Il presidente del CNEL su Radio Radicale, nella rubrica "Rivoluzione in corso"
"A fronte dello scenario geopolitico attuale, mi viene in mente una frase proverbiale che può aiutarci a guardare lucidamente il contesto che abbiamo davanti: ‘quando la situazione si fa calda bisogna tenere la testa fredda’. Ne deriva che, se partiamo dai fatti degli ultimi giorni, ci rendiamo conto che l'Europa non ha più paura di Trump.
Lo si è visto chiaramente con la crisi dello Stretto di Hormuz: di fronte al presidente americano che intimava agli europei di ‘andarsi a prendere il petrolio da soli’, l'Europa ha risposto in modo netto. Gli Stati europei sono tra i protagonisti della coalizione dei 40 Paesi volonterosi, che si sono riuniti ieri per coordinare gli sforzi collettivi volti a ripristinare la libertà di navigazione nello snodo del Golfo Persico e che hanno cominciato a ricostruire una multilateralità strategica come risposta al bilateralismo muscolare di Trump. Stanno riportando al centro il ruolo delle Nazioni Unite per garantire il passaggio sicuro delle petroliere, lasciando di fatto gli Stati Uniti in un vero e proprio isolamento muscolare e perdente.

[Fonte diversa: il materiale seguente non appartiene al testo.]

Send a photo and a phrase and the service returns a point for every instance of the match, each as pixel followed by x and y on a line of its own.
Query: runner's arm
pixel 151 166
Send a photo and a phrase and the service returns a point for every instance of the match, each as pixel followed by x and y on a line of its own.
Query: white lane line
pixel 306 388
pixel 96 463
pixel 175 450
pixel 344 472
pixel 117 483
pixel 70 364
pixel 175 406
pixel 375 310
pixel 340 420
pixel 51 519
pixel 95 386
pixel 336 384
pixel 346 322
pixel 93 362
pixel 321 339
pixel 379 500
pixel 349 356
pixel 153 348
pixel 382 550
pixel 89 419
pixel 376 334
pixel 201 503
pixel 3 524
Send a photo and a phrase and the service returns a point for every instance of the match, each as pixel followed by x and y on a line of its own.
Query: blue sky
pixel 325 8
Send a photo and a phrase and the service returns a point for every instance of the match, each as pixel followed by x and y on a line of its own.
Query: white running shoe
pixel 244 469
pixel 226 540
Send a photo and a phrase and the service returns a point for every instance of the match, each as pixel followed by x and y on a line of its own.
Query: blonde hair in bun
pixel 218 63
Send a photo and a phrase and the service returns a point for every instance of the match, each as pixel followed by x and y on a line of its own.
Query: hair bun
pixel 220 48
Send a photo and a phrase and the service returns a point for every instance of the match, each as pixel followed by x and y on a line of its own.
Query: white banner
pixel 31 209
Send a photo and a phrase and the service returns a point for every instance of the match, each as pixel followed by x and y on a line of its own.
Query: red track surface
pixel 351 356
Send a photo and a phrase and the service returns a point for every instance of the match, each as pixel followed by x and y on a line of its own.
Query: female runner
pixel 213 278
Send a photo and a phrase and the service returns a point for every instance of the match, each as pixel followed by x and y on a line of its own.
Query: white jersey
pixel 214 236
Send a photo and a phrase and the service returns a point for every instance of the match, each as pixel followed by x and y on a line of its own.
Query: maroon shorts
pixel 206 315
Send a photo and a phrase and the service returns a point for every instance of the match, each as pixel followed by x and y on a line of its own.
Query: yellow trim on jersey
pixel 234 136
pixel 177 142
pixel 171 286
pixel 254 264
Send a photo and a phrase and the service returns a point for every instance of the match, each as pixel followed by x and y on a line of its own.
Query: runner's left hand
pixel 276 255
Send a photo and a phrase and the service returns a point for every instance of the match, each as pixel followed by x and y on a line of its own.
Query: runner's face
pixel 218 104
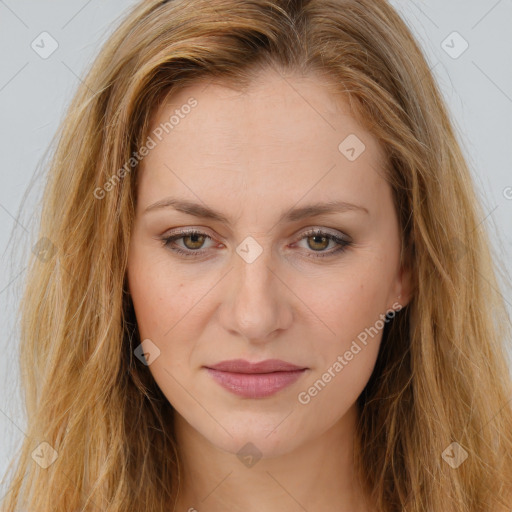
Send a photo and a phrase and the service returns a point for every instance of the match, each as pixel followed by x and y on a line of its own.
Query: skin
pixel 251 156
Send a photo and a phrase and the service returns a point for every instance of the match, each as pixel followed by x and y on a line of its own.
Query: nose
pixel 256 302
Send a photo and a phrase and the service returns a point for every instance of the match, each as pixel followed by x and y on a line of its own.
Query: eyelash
pixel 342 243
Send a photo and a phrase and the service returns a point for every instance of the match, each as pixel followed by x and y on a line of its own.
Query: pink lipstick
pixel 255 380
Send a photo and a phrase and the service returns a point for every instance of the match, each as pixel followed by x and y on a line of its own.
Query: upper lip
pixel 243 366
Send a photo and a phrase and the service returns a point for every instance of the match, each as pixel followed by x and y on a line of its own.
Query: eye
pixel 193 240
pixel 317 240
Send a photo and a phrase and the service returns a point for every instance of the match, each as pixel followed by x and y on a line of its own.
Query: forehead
pixel 284 135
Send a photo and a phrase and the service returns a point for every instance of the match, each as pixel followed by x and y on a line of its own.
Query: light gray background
pixel 34 93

Tutto questo ci insegna che per combattere le minacce globali e il terrorismo servono strategia e alleanza multilaterali. In tal senso penso alla Lega Santa, nata per contrastare l'espansionismo ottomano nel Mediterraneo e che fu un autentico miracolo di diplomazia di tutti gli Stati cattolici messi insieme da Papa Pio V, dal Re di Spagna Filippo II e dalla Repubblica di Venezia, che portò alla vittoria di Lepanto del 1571. Quell'alleanza vinse non solo sul piano militare, ma soprattutto dal punto di vista diplomatico e simbolico, mettendo insieme l'Occidente e stabilendo una cesura storica fondamentale. Oggi serve la stessa capacità di costruire coalizioni allargate capaci di trasmettere potenza e valori.
In questo nuovo scacchiere in cui gli Stati Uniti non fungono più da gendarmi del mondo, stiamo assistendo a una straordinaria eterogenesi dei fini. Da una parte, i Paesi del Golfo hanno capito di non potersi più affidare solo agli USA e si stanno coalizzando, investendo in prima persona in difesa e sicurezza. Dall'altra parte, e questa è la seconda eterogenesi dei fini, emerge il nuovo ruolo dell'Ucraina. Zelensky ha dovuto creare un esercito altamente tecnologico per difendersi dai russi, ha incorporato tecnologie all’avanguardia e ora può offrire supporto nel Golfo vendendo droni e sicurezza proprio a quelle monarchie.
In questo modo l'Ucraina cessa di essere un interlocutore passivo della sua guerra e diventa un agente strategico attivo, esportando la propria resilienza e una visione del mondo europeista e democratica, finalmente potenzialmente vincente. Unendo tutti questi puntini, vediamo delinearsi le condizioni per una pace solida, con un'Ucraina e un'Europa che, avendo un proprio progetto, sanno finalmente dire di no a Trump e al trumpismo". Lo ha dichiarato il presidente del CNEL, Renato Brunetta, su Radio Radicale per la rubrica "Rivoluzione in corso".